# Flecken



## Stoer (19. Juni 2012)

Hallo,

ich habe meinem Rasen eine Rasenkur gegönnt und dabei ist etwas auf die Pflastersteine gekommen. Habe seitdem braune Flecken auf meinen Pflastersteinen.
Das Pflaster sieht so aus.

http://www.ehl.de/bdbinfo.php?key=18493&psipt=211&post=1&MainPNId=&SekPNId=0

Habe schone einige Mittel aus dem Baumarkt probiert, aber leider ohne Erfolg !
Im Internet habe ich was von Ascorbinsäure gelesen. Hat jemand noch eine Idee ?


----------



## Nori (19. Juni 2012)

*AW: Flecken*

Frag doch mal bei EHL nach - die sollten doch wissen was in ihren Steinen auf dein Mittel reagiert hat und was man dagegen tun könnte - lass dir am Besten einen Meister aus der Produktion geben....

Gruß Nori


----------



## Stoer (19. Juni 2012)

*AW: Flecken*

oder so, auch eine gute Idee !


----------



## blackbird (19. Juni 2012)

*AW: Flecken*

Hi... 

Genau das gleiche ist mir auch passiert mit Rasendünger. 
Die Flecken, die dabei entstehen, sind wohl Rost.

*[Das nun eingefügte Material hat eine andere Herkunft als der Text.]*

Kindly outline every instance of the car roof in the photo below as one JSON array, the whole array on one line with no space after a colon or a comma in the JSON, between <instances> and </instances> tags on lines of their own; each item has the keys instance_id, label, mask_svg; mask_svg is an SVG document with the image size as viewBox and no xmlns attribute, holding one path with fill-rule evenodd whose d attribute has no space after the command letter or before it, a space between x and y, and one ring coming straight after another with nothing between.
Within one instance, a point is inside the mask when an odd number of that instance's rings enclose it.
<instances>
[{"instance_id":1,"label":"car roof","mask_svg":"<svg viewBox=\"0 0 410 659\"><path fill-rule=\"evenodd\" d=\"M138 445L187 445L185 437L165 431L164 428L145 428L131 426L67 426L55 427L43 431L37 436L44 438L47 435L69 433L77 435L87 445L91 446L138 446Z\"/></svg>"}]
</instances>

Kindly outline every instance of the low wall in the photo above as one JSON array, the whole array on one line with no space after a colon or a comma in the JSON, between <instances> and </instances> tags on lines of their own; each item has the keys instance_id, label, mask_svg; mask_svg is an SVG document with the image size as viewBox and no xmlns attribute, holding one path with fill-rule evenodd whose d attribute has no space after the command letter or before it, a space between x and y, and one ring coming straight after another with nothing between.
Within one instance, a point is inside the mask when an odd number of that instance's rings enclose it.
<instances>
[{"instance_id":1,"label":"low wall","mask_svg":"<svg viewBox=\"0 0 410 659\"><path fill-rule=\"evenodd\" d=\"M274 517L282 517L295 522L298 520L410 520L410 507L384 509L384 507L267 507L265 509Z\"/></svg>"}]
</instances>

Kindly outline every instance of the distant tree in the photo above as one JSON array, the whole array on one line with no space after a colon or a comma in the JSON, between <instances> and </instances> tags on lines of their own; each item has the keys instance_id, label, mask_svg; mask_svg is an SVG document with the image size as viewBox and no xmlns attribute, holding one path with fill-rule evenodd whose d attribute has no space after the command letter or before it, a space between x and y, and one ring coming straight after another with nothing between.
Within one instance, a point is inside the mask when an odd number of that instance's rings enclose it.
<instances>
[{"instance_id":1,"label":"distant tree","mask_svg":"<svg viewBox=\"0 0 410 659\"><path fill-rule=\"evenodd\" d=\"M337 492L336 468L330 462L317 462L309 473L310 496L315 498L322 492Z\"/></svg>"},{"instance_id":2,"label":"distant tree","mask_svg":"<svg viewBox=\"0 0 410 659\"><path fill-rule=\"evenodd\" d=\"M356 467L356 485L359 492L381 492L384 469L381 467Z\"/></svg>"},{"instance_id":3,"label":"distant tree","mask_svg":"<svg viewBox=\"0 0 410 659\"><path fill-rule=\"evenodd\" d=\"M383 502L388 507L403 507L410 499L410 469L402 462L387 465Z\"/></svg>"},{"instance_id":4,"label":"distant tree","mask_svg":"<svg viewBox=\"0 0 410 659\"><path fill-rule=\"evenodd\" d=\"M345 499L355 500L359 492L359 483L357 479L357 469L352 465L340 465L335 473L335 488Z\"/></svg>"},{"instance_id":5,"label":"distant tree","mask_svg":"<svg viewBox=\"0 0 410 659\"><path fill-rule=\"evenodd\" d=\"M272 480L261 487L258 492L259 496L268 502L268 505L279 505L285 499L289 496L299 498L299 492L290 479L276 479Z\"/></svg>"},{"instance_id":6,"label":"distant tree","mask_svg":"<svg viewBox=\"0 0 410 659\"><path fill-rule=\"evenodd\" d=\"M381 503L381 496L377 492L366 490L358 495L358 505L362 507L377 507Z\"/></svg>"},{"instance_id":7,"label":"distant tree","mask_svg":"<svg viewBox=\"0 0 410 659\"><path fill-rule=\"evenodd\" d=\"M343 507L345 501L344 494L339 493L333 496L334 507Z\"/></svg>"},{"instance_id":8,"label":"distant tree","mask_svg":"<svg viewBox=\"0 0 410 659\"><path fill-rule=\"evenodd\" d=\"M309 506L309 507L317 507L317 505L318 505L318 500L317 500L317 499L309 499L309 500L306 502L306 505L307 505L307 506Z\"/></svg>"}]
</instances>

Wir haben auch schon einiges probiert, aber noch nichts hat so richtig geholfen. 

Grüße, Tim


----------



## Echinopsis (19. Juni 2012)

*AW: Flecken*

@Tim: Wielange ist das her? Evtl wäscht sich das mit der Zeit durch Regen/Umwelteinflüsse von selbst etwas ab? 

lG,
Daniel


----------



## blackbird (19. Juni 2012)

*AW: Flecken*



Echinopsis schrieb:


> @Tim: Wielange ist das her? Evtl wäscht sich das mit der Zeit durch Regen/Umwelteinflüsse von selbst etwas ab?
> 
> lG,
> Daniel



Hi Daniel, 
es ist einige Wochen her und seitdem durchaus etwas weniger geworden. Aber leider nicht "weniger" genug...

Grüße, Tim


----------



## Bambus Mami (19. Juni 2012)

*AW: Flecken*

Altprobates Mittel:

Essig respektive Essigreiniger aufsprühen, einwirken lassen, abspülen, ggf wiederholen.
Manchmal hilft auch Backpulver = Bleiche

Probiers mal, bei uns hat's geholfen
LG BambusMami


----------



## blackbird (19. Juni 2012)

*AW: Flecken*



Bambus Mami schrieb:


> Altprobates Mittel:
> 
> Essig respektive Essigreiniger aufsprühen, einwirken lassen, abspülen, ggf wiederholen.
> Manchmal hilft auch Backpulver = Bleiche
> ...



Hi Kristin,
hat meine Schwiegermutter als erstes ausprobiert. Hat wohl beides nicht geholfen.
Liebe Grüße, Tim


----------



## Lucy79 (19. Juni 2012)

*AW: Flecken*

Clorix ;-)  aber man muss bei allem aufpassen dass der Stein nicht leidet

LG Susanne


----------